Stop pumping sand to plump up rich folks’ N.J. beaches | Letters

© Advance Local Media LLC.

Star-Ledger letters to the editor

In reference to the recent story “Beach replenishment hurts the environment, subsidizes wealthy homeowners, group argues:”

After throwing away $1.5 billion pumping sand on our beaches since 1989, the New Jersey coast is worse off than ever, with no end in sight. The sand pumping creates unsafe conditions, destroys coastal ecosystems, and benefits mostly a few ultra-wealthy beachfront property owners. In most cases these are the summer homes of the super rich, who are actually trying to keep the public off these same beaches. Why are we spending billions to protect their investments?

Meanwhile, surfers, swimmers and anglers suffer the consequences of damaged beaches, increased rip tides and larger waves breaking on the shoreline. And, they must pay more every year for the privilege.

This is not right. As the sea level rises, we can longer view more sand as the answer. It has always been a very temporary Band-Aid, and wasteful of our scarce tax dollars. The state Department of Environmental Protection has outlined better options in its 2021 New Jersey Draft Climate Change Resilience Strategy. It’s time we paid attention.

Yet, a bill before the New Jersey Assembly (A-639) and already passed in the Senate (S-1071) would double state spending on this wasteful practice to $50 million a year.

How about it, Gov. Phil Murphy? Will you finally follow the recommendations of your own agencies?

Someone needs to step in and stop the madness.

Make big enemy of ‘Big Pharma’ fear mongering

Recent articles in the Star-Ledger have focused on the elected politicians who oppose reforms to lower prescription drug costs.

One specific reform being considered is to allow traditional Medicare to negotiate prices with suppliers. “Big Pharma” is spending millions of dollars not only to lobby Congress against such a measure, but also tobuy advertising that attempts to make Americans fearful that proposals to lower prices could result in fewer medicines for patients.
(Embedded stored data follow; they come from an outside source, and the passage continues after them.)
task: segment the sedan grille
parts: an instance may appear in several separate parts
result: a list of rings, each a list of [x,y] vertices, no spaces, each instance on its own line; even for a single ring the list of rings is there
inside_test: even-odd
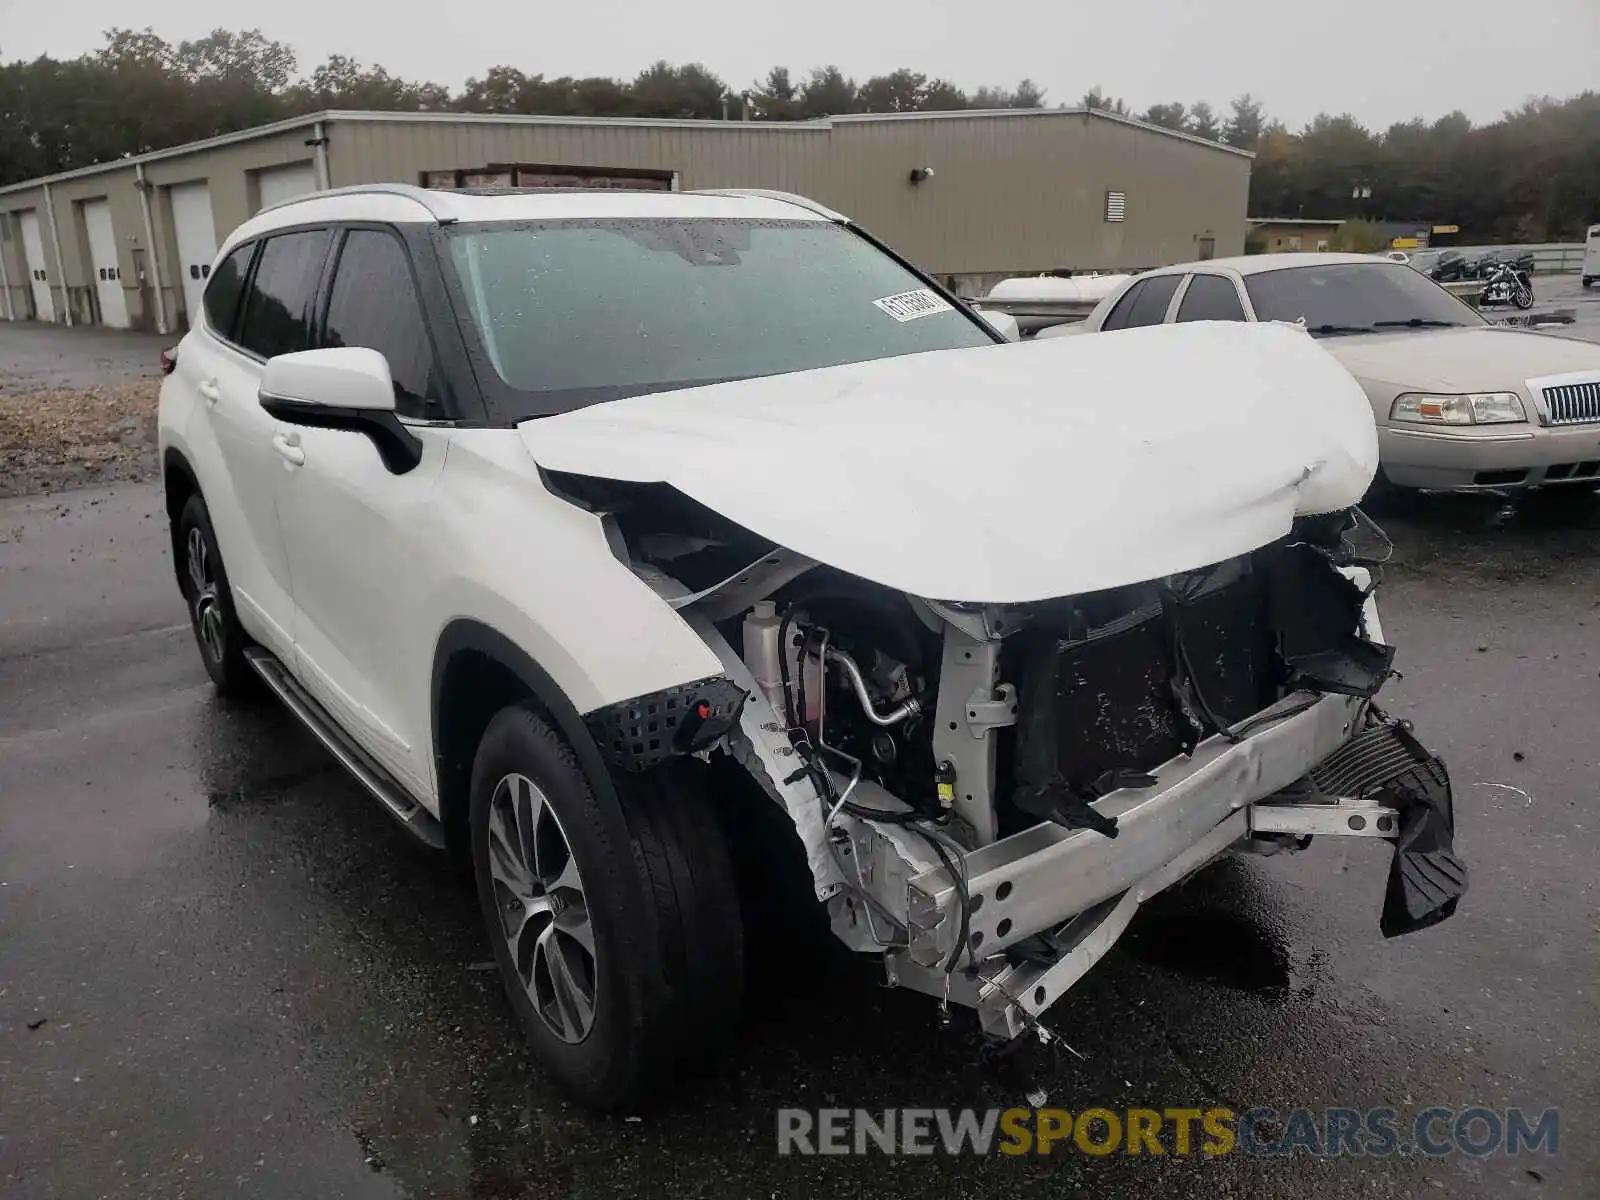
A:
[[[1544,389],[1552,425],[1600,422],[1600,383],[1562,383]]]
I have just one personal experience that proves to me the need for our politicians to pass reforms into law now. Being a senior citizen with Medicare, my Part D drug plan has a monthly premium of $27.70 per month. After a merger involving the plan provider, it raised my monthly premium to $64.80 for 2022.
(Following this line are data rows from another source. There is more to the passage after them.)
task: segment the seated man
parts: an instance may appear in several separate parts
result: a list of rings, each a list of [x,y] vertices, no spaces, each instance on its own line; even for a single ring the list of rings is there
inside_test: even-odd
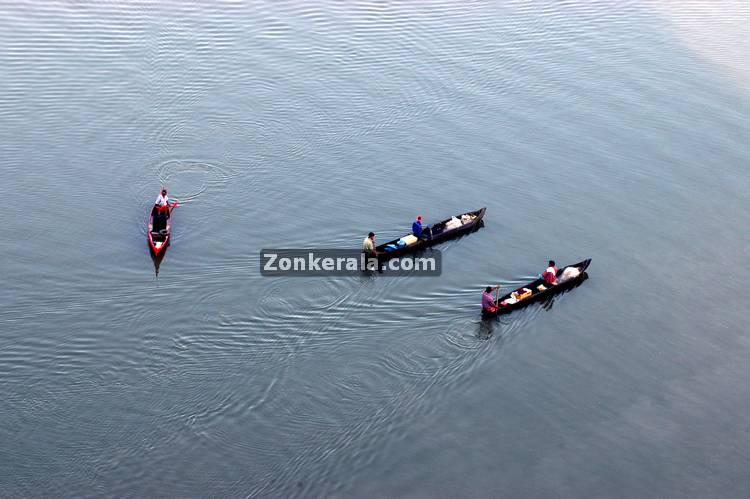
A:
[[[417,239],[422,237],[422,215],[417,215],[417,220],[411,224],[411,232]]]
[[[547,270],[542,272],[542,279],[544,279],[544,282],[547,284],[555,285],[557,284],[557,267],[555,266],[555,261],[550,260],[549,261],[549,267],[547,267]]]
[[[492,297],[492,292],[496,289],[500,289],[500,286],[487,286],[482,293],[482,311],[483,312],[497,312],[497,305],[495,299]]]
I strongly recommend that all voters contact their so-called “public servant” representatives and advise them that in order to continue winning their support, they expect meaningful changes to the drug programs to lower costs. I also suggest that any politician who does not support drug pricing reform be sent looking for another job.

Cancel IRS snooping plan for bank accounts

In the Oct. 7 Star-Ledger, there was an article with the headline, “Proposal would give IRS a better chance to track down tax cheats.”
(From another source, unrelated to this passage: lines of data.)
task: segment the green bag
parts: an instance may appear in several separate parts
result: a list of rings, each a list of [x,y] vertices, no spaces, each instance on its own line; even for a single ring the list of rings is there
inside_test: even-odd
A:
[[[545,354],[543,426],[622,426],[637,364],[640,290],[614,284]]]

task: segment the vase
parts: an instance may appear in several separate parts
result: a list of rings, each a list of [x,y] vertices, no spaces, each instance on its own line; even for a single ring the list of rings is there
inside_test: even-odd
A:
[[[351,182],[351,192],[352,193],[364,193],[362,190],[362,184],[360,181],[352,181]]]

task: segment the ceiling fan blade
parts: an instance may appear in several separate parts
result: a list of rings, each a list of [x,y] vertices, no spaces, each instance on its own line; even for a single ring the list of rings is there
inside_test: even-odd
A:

This refers to the proposal, under the so-called reconciliation bill (Build Back Better), requiring that the amount of all bank transactions over $600 be reported to the IRS.

The headline implies that this is a good thing. After all, who doesn’t want to catch tax cheats. But, think for a moment: You give $1,000 to your child or family member to help buy a car, house, appliance or anything. If that money goes into bank account, the transaction must be reported.

The IRS, at its discretion, can then investigate that transaction. Of course, we’re assured that won’t happen in the example above because the agency is only interested in big tax cheats, not little ones. Bologna! Then why set the threshold at $600? Why not $6,000, $60,000 or, better yet, $600,000?

Why? Because truly wealthy people have an army of lawyers and accountants and they are difficult to go after. The average individual is an easy target. Think of all the aggravation you will experience when the IRS targets you to explain an innocent transaction.

Kudos to U.S. Rep. Van Drew, R-2nd Dist., for introducing a bill to block this proposal.

Hear heartbeat coming from the womb

Texas lawmakers have passed a wildly unpopular abortion ban that is addressed in the recent op-ed article “N.J. needs to learn from the abortion horrors in Texas,” by state Sen. Vin Gopal , D-Monmouth, and Anjali Mehrotra, president of NOW-NJ.

The Texas Heartbeat Law imposes an abortion ban at around six weeks of pregnancy — when an ultrasound can detect the early pulse of a primitive embryonic heartbeat.

The embryonic heartbeat is a very pivotal timeline for the developing human life in utero. A recognizable trait of humanity is the heartbeat, and I believe that’s why abortion rights advocates are in a panic over this Texas ban.

To the abortion industry, embryos are simply products of conception, as Planned Parenthood would have us believe. When Planned Parenthood uses ultrasounds, it’s not to reveal the heartbeat of humanity in utero, but to guide the procedure as an abortion is performed.

Laws affecting abortion rights or instituting abortion bans should return to the judgment of the states. I’m waiting to see if the U.S. Supreme Court will weaken the Roe v. Wade decision when they rule in the near future on Mississippi’s abortion ban, a ban that goes into effect at the 15th week of pregnancy.